At his best, Gingrich can switch between optimistic politics and gut-check politics like he’s flipping a circuit breaker. His city hall speech spends plenty of time on gas prices, congratulating the crowd when they’re aware that the president has talked about developing fuel from algae. What an ideal choice: “$10 a gallon gas with President Algae, or $2.50 a gallon gas with President Drilling.” (He says he’s also bullish about algae-for-fuel research, but it wouldn’t help right now.)

But the speech goes into hotter places. Gingrich demands a resignation from Defense Secretary Leon Panetta, whom he worked with when he was speaker of the House and Panetta was President Clinton’s chief of staff. Panetta’s crime: Saying that the United States would seek U.N. approval before a strike on Iran. “He’s not the secretary of defense for the United Nations!” says Gingrich.

This is a killer line. Loss of sovereignty, attacks on faith, fear of people being lulled into poverty and crime by big government—all of that plays. Before Gingrich gave this speech, he’d attended late service at the First Baptist Church, four minutes down the road. It was brief, heavy on hymns, with a fairly succinct sermon from the Rev. Scott Thomas. He compared the contract signed in the Book of Nehemiah to the Declaration of Independence. He talked about personal morality and looked directly at Gingrich as he explained the origins of marriage. God had designed a contract; He had not merely told men and women to have sex. Nobody could have missed the hint. When Gingrich held the microphone after the sermon, he took his medicine.

“I was the kind of kid who got the book on Lucifer descending to Hell,” said Gingrich.
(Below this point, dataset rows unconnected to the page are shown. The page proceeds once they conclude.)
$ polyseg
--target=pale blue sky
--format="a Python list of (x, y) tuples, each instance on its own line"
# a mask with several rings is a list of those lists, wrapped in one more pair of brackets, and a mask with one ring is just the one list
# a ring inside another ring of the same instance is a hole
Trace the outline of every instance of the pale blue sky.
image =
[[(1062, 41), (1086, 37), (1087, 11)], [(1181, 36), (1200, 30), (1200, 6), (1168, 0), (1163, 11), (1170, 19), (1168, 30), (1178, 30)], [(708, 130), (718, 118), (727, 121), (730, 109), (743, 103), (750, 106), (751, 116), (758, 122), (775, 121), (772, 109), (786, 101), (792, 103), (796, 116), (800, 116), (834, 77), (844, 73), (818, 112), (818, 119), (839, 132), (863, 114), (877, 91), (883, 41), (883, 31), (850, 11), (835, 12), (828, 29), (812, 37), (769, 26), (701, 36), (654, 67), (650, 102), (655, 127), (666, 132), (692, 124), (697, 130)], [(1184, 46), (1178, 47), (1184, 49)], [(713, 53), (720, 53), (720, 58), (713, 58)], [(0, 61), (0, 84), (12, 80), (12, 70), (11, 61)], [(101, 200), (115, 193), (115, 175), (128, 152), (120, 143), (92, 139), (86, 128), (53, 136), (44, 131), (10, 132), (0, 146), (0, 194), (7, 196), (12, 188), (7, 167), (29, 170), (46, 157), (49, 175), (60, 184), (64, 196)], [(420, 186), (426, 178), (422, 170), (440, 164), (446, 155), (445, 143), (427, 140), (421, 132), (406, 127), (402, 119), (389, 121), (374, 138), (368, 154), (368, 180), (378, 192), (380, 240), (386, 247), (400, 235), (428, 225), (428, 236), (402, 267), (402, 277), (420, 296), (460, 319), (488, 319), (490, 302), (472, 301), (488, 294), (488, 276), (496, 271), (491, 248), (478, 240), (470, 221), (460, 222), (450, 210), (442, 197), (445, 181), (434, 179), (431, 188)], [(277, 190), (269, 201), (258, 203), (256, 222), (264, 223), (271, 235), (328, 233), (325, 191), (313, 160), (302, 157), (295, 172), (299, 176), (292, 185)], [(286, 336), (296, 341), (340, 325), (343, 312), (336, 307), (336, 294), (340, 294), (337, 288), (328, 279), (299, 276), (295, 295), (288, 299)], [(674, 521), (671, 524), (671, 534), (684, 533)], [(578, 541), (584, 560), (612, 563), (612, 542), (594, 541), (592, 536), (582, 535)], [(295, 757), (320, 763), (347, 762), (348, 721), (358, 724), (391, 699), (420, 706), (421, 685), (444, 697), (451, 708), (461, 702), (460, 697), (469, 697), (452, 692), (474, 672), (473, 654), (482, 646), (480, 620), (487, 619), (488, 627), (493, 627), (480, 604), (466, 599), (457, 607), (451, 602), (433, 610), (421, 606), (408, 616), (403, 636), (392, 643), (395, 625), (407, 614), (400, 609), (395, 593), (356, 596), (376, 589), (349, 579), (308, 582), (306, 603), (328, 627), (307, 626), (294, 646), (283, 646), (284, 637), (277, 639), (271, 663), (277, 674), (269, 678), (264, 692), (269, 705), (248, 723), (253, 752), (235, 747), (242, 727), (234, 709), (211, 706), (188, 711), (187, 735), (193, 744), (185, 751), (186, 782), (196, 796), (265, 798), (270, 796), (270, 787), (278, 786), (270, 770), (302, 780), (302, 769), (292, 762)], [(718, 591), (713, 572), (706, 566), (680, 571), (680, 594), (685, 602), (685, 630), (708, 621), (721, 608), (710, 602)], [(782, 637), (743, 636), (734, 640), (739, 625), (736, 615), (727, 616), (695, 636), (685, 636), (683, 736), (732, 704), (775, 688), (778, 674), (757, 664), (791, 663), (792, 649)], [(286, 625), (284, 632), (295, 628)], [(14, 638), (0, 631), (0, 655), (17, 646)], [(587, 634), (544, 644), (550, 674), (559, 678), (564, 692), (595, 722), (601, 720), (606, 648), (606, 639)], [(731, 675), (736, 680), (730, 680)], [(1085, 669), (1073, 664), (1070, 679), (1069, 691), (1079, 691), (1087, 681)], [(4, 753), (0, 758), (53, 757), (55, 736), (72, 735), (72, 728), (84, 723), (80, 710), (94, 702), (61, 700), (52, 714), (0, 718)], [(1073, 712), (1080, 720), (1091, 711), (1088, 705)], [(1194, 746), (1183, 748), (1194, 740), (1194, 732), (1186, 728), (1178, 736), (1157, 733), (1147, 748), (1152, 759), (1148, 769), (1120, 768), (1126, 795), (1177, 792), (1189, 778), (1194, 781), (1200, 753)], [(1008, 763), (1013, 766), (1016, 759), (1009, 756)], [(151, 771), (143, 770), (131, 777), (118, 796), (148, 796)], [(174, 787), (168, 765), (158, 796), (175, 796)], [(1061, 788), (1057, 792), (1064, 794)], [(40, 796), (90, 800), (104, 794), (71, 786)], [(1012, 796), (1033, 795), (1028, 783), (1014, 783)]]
He’d sinned. “I come to you as a citizen who has sought redemption. I know that you have to shelter under the cross to have any hope of having a full life.”

Thomas respected the answer, and let Gingrich continue to talk about how “the secularists” were wrong about Jefferson. When I catch up with Thomas, in the hallway outside the city hall speech, he’s ready to vote for Gingrich. “I’ll support someone who asks to come to our house—the church—and to speak honestly.” And Gingrich had spoken honestly about faith, in a way that impressed people.

But Gingrich didn’t go as far as Thomas. In his sermon, the pastor had compared the son of man to some unnamed nonsavior. “Jesus is not just someone who had multiple wives and claimed he ascended into heaven!” After the speech, I want to check in: Was he talking about Mohammed?

“No,” he says, “that was specifically about Joseph Smith. My point was that we’re in election time. You need to know what people believe. Mitt Romney doesn’t believe Jesus is God. From a spiritual perspective, he might as well be Muslim.”

Gingrich, the happy culture warrior—the Fox News defender of the faith—would never say what Thomas is saying. He’ll say enough.